As matters stand in many institutions, promotions in Africa and other forms of recognition were based on publishing in such journals as well as maximum citations, which needs to change if evidence-informed and impactful research were to be prioritised, said Chris Chibwana, the programme officer in gender equity and governance at the William and Flora Hewlett Foundation, United States.
By their nature, universities were generally “benevolent” in the focus of the research they conducted, but the need to be career-wise made many researchers in the institutions prioritise getting citations rather than doing demand-driven research.
He added: “We also know that universities also improve their rankings when the research they conduct is more widely cited.”
Currently, he observed, only those academics who are widely published cared about demand-driven research, since they did not need to publish a lot to progress in the workplaces.

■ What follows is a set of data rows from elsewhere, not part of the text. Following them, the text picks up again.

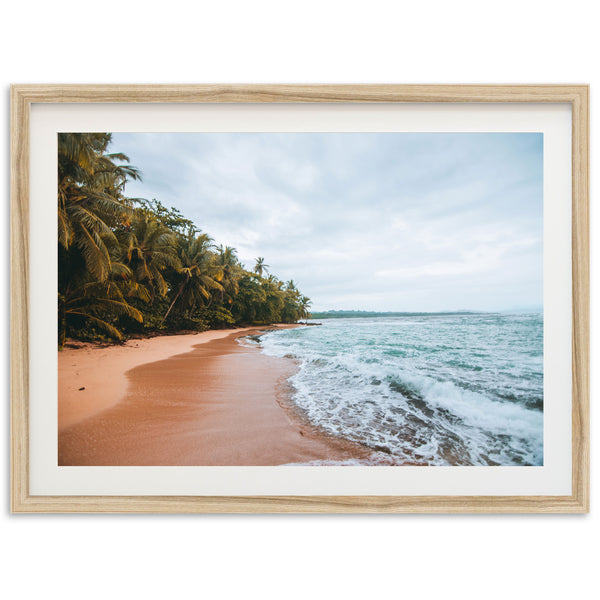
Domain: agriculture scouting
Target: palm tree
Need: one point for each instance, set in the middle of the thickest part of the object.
(90, 199)
(195, 274)
(304, 307)
(148, 248)
(94, 303)
(228, 270)
(260, 267)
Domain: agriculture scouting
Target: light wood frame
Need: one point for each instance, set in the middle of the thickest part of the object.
(22, 96)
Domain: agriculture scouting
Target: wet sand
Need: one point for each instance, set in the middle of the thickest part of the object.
(199, 399)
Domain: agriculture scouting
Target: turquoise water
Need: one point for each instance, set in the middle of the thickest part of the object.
(426, 390)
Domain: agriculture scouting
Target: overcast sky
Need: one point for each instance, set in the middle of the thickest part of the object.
(386, 221)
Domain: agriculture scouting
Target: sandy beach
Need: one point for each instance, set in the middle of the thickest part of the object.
(198, 399)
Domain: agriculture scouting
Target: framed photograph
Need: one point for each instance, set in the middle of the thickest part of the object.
(300, 298)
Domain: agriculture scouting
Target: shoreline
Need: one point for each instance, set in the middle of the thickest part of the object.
(192, 399)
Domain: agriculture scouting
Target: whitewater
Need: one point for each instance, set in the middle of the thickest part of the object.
(462, 389)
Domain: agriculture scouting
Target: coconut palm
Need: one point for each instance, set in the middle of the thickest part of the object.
(227, 272)
(148, 249)
(194, 280)
(260, 267)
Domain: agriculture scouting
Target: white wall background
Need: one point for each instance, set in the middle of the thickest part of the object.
(463, 41)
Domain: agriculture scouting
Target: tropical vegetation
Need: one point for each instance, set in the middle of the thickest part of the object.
(131, 266)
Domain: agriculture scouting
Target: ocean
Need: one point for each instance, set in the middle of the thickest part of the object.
(462, 389)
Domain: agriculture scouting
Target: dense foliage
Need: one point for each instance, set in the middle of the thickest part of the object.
(132, 266)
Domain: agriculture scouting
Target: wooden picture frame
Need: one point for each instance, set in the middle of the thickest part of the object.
(22, 98)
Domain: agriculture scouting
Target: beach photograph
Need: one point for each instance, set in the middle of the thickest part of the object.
(308, 299)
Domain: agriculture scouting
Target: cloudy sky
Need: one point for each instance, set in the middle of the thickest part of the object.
(385, 221)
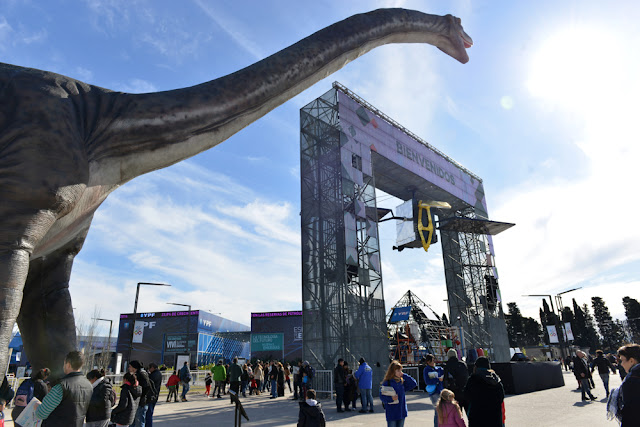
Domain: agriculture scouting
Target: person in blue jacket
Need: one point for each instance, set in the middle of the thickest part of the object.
(433, 378)
(396, 383)
(364, 375)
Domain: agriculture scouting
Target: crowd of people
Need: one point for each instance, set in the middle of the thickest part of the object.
(90, 399)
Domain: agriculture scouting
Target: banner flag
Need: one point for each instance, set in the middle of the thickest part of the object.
(553, 335)
(138, 331)
(568, 332)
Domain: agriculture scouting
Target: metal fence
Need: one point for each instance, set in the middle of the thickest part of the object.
(323, 383)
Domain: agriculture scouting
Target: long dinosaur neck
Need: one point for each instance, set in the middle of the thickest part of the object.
(146, 132)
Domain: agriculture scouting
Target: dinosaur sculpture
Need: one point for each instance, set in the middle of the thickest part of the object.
(66, 145)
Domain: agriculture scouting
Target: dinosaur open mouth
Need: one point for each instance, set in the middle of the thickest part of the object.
(466, 40)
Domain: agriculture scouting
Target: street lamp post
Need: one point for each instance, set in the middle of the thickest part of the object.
(188, 322)
(135, 310)
(555, 321)
(108, 342)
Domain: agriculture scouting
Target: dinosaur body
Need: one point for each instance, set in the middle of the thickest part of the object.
(66, 145)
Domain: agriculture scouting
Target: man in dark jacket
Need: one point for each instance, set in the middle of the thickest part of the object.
(339, 381)
(630, 360)
(604, 367)
(485, 395)
(311, 414)
(136, 368)
(67, 403)
(99, 412)
(456, 375)
(235, 372)
(155, 379)
(581, 371)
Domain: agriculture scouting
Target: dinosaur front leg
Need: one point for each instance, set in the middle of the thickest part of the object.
(46, 318)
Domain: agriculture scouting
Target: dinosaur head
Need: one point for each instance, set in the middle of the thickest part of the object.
(454, 41)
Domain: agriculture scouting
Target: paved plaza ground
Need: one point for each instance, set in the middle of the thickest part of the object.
(560, 406)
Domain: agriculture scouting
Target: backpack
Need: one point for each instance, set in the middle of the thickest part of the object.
(25, 393)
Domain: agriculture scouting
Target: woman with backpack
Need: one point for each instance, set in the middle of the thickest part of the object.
(33, 387)
(102, 400)
(125, 413)
(392, 393)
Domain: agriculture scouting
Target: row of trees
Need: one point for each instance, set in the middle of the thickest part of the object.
(609, 335)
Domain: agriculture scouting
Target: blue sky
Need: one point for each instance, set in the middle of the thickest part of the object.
(545, 112)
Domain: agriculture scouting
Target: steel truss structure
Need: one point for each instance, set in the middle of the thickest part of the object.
(474, 297)
(343, 302)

The need to shift towards impactful research that supports decision-making is especially urgent, in view of increasingly limited resources and budgets available to support research in Africa, Chibwana observed.

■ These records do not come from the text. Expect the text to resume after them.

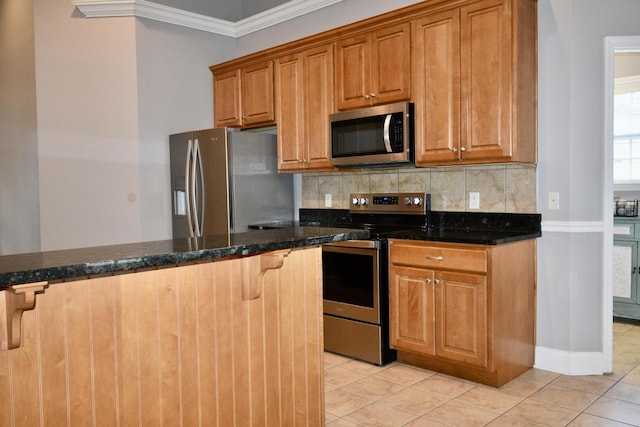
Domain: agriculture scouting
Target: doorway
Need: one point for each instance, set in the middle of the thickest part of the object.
(613, 46)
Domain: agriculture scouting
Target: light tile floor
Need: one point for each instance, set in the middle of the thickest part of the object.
(361, 394)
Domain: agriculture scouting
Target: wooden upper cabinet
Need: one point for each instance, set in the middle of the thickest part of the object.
(304, 100)
(244, 97)
(374, 68)
(474, 77)
(226, 99)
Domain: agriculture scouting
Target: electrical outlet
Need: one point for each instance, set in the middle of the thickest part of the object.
(554, 200)
(474, 200)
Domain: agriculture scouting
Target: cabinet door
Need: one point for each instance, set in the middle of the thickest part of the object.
(391, 64)
(318, 104)
(352, 72)
(485, 71)
(436, 77)
(412, 310)
(461, 317)
(289, 112)
(304, 100)
(226, 99)
(625, 269)
(257, 94)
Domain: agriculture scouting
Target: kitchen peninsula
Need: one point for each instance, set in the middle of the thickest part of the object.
(223, 330)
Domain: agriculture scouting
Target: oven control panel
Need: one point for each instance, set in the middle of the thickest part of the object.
(401, 203)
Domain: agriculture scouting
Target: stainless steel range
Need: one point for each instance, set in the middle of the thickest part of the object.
(355, 275)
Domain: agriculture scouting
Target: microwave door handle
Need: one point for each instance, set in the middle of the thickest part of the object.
(387, 140)
(187, 186)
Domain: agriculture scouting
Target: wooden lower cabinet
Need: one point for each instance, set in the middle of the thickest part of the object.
(176, 346)
(474, 319)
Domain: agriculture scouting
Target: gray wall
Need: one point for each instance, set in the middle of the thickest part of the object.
(19, 211)
(571, 149)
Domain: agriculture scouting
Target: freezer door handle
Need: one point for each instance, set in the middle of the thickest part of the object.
(199, 207)
(188, 186)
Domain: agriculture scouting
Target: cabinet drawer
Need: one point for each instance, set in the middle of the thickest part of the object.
(438, 257)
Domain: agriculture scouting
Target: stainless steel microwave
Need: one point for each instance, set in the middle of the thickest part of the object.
(380, 135)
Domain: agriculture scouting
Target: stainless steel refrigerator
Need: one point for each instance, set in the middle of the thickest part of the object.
(224, 180)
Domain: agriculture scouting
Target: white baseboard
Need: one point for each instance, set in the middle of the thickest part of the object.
(569, 363)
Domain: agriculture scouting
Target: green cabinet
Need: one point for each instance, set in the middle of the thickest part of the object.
(626, 268)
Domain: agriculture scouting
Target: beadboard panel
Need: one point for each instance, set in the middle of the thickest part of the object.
(176, 346)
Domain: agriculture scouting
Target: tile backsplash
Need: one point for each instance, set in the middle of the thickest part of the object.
(502, 187)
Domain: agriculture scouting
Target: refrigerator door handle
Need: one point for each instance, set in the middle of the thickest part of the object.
(187, 186)
(199, 222)
(195, 228)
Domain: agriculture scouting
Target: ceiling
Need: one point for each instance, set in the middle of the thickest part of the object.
(233, 18)
(228, 10)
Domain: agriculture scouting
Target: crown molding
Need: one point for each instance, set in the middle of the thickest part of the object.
(170, 15)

“We shouldn’t be doing research just for the sake of doing it. Research has to have a purpose, and this means we must strive to make it more decision-relevant so that, ultimately, it improves lives,” he emphasised.
Funders, he observed, had a big role to play in ensuring that research in Africa is demand-driven and, even though, ideally, they should not be the ones setting the agenda, they can still direct researchers on where research would provide evidence for decision-making.

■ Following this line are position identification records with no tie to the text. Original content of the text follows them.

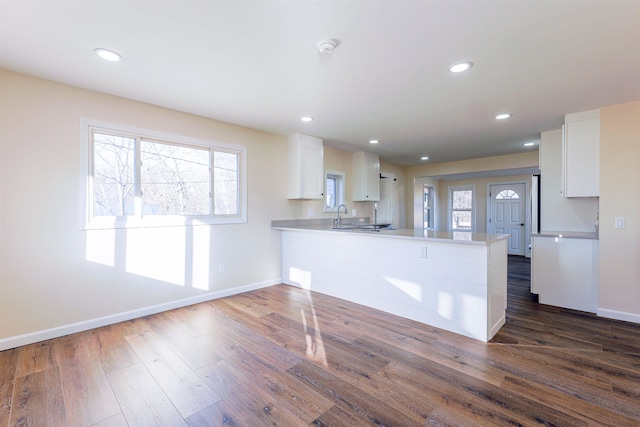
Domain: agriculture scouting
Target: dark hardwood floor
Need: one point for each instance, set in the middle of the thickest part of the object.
(287, 357)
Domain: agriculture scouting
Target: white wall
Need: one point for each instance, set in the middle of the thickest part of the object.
(619, 284)
(53, 273)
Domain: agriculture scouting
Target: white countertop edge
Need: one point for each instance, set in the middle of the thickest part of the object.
(592, 235)
(408, 234)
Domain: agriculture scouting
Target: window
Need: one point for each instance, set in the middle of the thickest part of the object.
(507, 195)
(461, 203)
(334, 190)
(143, 178)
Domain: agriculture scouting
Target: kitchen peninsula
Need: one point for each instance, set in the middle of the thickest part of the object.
(451, 280)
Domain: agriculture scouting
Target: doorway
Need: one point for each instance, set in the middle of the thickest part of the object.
(507, 208)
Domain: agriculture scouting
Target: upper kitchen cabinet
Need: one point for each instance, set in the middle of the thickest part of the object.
(366, 177)
(581, 154)
(306, 167)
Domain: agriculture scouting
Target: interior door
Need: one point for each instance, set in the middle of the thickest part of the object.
(507, 214)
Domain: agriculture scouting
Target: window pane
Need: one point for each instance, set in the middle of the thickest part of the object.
(462, 199)
(461, 220)
(174, 179)
(225, 183)
(113, 175)
(507, 194)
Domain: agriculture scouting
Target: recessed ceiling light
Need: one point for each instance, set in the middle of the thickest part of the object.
(461, 66)
(107, 54)
(327, 47)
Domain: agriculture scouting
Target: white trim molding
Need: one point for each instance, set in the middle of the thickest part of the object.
(619, 315)
(46, 334)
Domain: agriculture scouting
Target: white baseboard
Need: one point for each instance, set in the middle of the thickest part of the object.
(46, 334)
(619, 315)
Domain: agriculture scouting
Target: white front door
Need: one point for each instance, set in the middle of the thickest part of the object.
(507, 214)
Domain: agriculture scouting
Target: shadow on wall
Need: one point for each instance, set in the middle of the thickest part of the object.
(176, 255)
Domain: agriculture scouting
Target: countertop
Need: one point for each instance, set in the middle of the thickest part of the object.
(568, 234)
(323, 226)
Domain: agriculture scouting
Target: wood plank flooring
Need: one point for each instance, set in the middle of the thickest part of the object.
(283, 356)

In as much as all researchers’ main motivation in engaging various endeavours was to create an impact in society, “institutional structural incentives” often stood on their way, the main one being the fact that universities evaluated them on the basis of their publication as opposed to impact, said Joost de Laat, an economics professor at Utrecht University, The Netherlands.
There was, however, “some movement” being made among European universities, including Utrecht, where a “triple method” of evaluating researchers was emerging, and where impact was one of the considerations, as the institutions sought to broaden assessment criteria, he explained.
One way of overcoming the problem also lay in not changing the incentives methods only, but also in universities beginning to teach impact evaluation methods to students, who are both the future researchers and policy-makers as well, to entrench the demand-driven research concept, the professor said.
“So many young researchers would want to spend time doing impactful work, but they also have to balance this with their scholarly careers. It is time for universities to start evaluating their staff differently by relooking at incentives that stand in the way of impactful research,” he added.
Engaging the public
According to Dr Elizabeth Mkandawire of the University of Pretoria, researchers have, for a long time, worked in isolation and the time had come for them to come out of their ivory towers, and embrace new ways of doing research.
This included doing their work across disciplines, doing so in an ethical way, engaging in science communication and engaging different actors.
Top among them should be the public, who should be involved at all stages of the research process, as opposed to involving them only at the dissemination stage, added Elizabeth Mkandawire, the network and research manager of Food Systems Research Networks for Africa.
“What we do as researchers has to have impact and be useful and useable by the world; after all, we do not get funded for any other purpose than to provide evidence to inform decisions,” she observed.
One challenge that stood in the way of this research approach was the failure of researchers to engage and nurture relationships with policy-makers, which would be important in understanding exactly the kind research that is relevant in decision-making.
The fact that research in African universities and other institutions is largely externally funded, owing to low-level funding by governments, was also a major obstacle, she noted.